Giant gossypiboma mimicking a pelvic mass

Posted By Hakki Celik
Giant gossypiboma mimicking a pelvic mass

Gender, Age

Female, 36




A-36-year-old female patient was referred to the emergency room (ER) with severe abdominal pain and distension, which increased notably in the last three months. The pain was constant and localized into whole abdominal quadrants. The patient had a history of ectopic pregnancy operation seven years ago.


Physical examination revealed marked tenderness in the whole abdomen. Her laboratory tests including white blood cell count and C-reactive protein were within normal limits. The abdominal radiograph showed a centrally located soft-tissue mass (Figure 1). US showed a well-defined cystic mass with distinct hyperechoic wavy structures causing intense posterior acoustic shadowing (Figure 2). An enhanced abdominal CT scan was performed subsequently. CT revealed an ovoid mass measuring 20 cm in diameter with an enhancing capsule in the umbilical region containing wavy striped high-density areas (Figure 3). Intraabdominal tumour, abscess and gossypiboma were considered in the differential diagnosis. After the surgical consultation, the operation was decided.
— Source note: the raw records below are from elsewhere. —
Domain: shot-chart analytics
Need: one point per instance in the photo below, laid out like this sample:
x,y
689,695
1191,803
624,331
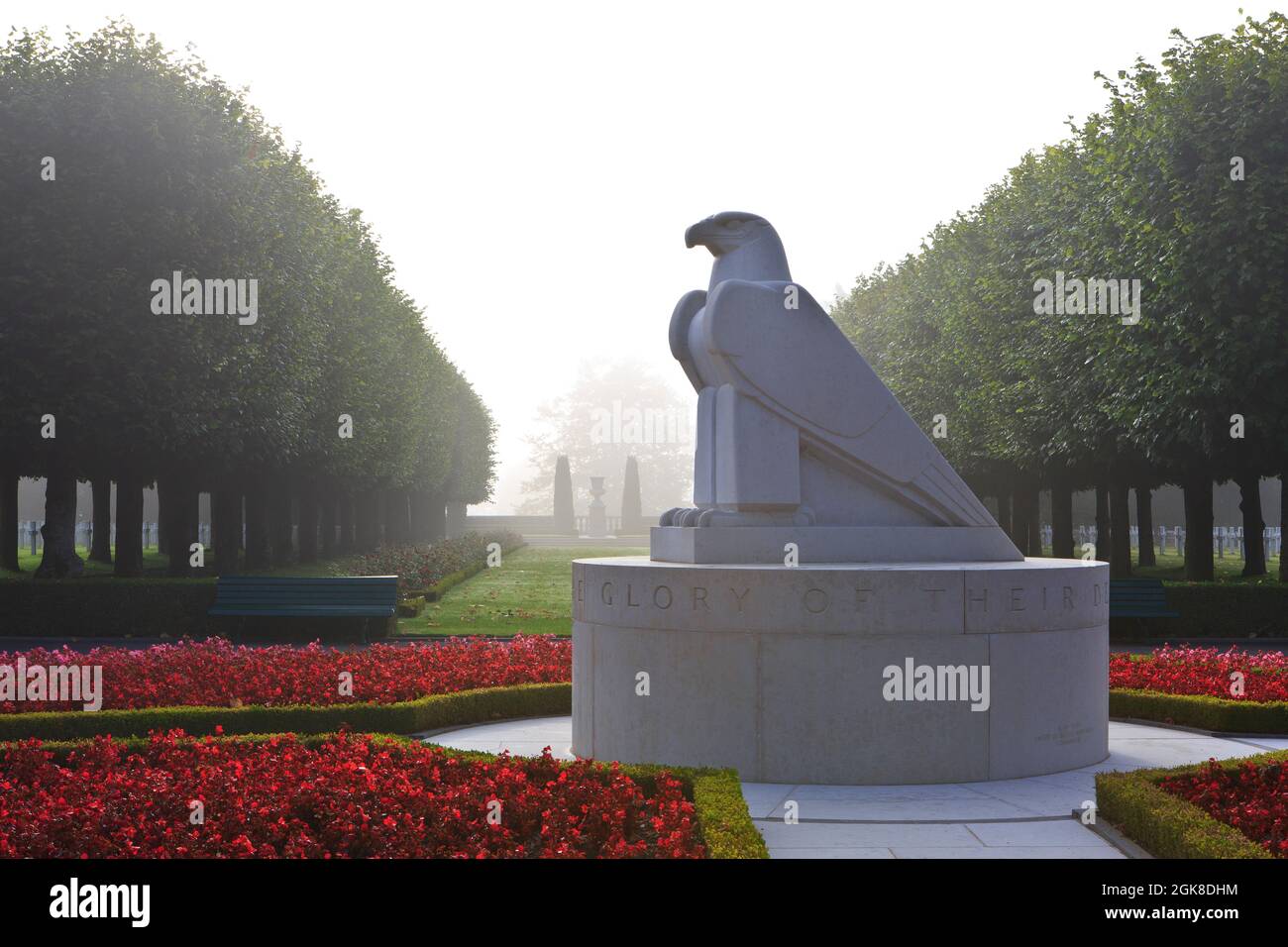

At exploratory laparotomy, a well-circumscribed firm mass was detected with extensive adhesions to a loop of the small bowel posteriorly (Figure 4). Numerous adhesions were released, and the pelvic mass was excised with the adherent small bowel and its mesentery. In pathology evaluation, the diagnosis of gossypiboma was verified.


Gossypiboma can have two types of body responses: aseptic fibrous and exudative. The aseptic fibrous response can show adhesions, encapsulation, and, eventually, granuloma formation as in this case. The retained surgical sponge is encapsulated by a fibroblastic response, and secondary retraction of surrounding structures may occur. In most instances, this form can remain asymptomatic for years and they may be found incidentally on imaging as a mass or may present with nonspecific complaints mimicking an obstructive pathology, such as abdominal pain, nausea, and vomiting. The exudative response leads to abscess formation with or without secondary bacterial invasion. The exudative response leads to abscess formation with or without secondary bacterial invasion. If gossypibomas develop early in the postoperative period, they usually are associated with an episode of abscess formation and sepsis because of an exudative body reaction that may be associated with bacterial contamination. Ultrasound findings include a well-circumscribed lesion appearance featuring a waved hyperechoic area with dense acoustic shadowing. On CT scans, gossypiboma has been classically described in the literature as a well-defined soft tissue mass with a whorled texture or a spongiform pattern with trapped gas bubbles. Although gas bubbles are considered a characteristic feature of gossypiboma on CT scans, they are only present in a minority of cases. Calcifications of the wall surrounding the mass may be observed as well. Contrast enhancement may be seen in the capsule, but it is not a distinctive finding for gossypiboma. Early recognition of gossypiboma followed by immediate surgical retrieval usually results in an excellent prognosis. In case of delayed diagnosis, morbidity and mortality increase substantially as major operations are often required in these situations.


Gossypibomas are uncommon, mostly asymptomatic, and hard to diagnose. Gossypiboma should be included in the differential diagnosis of soft-tissue masses detected in patients with a history of a prior operation.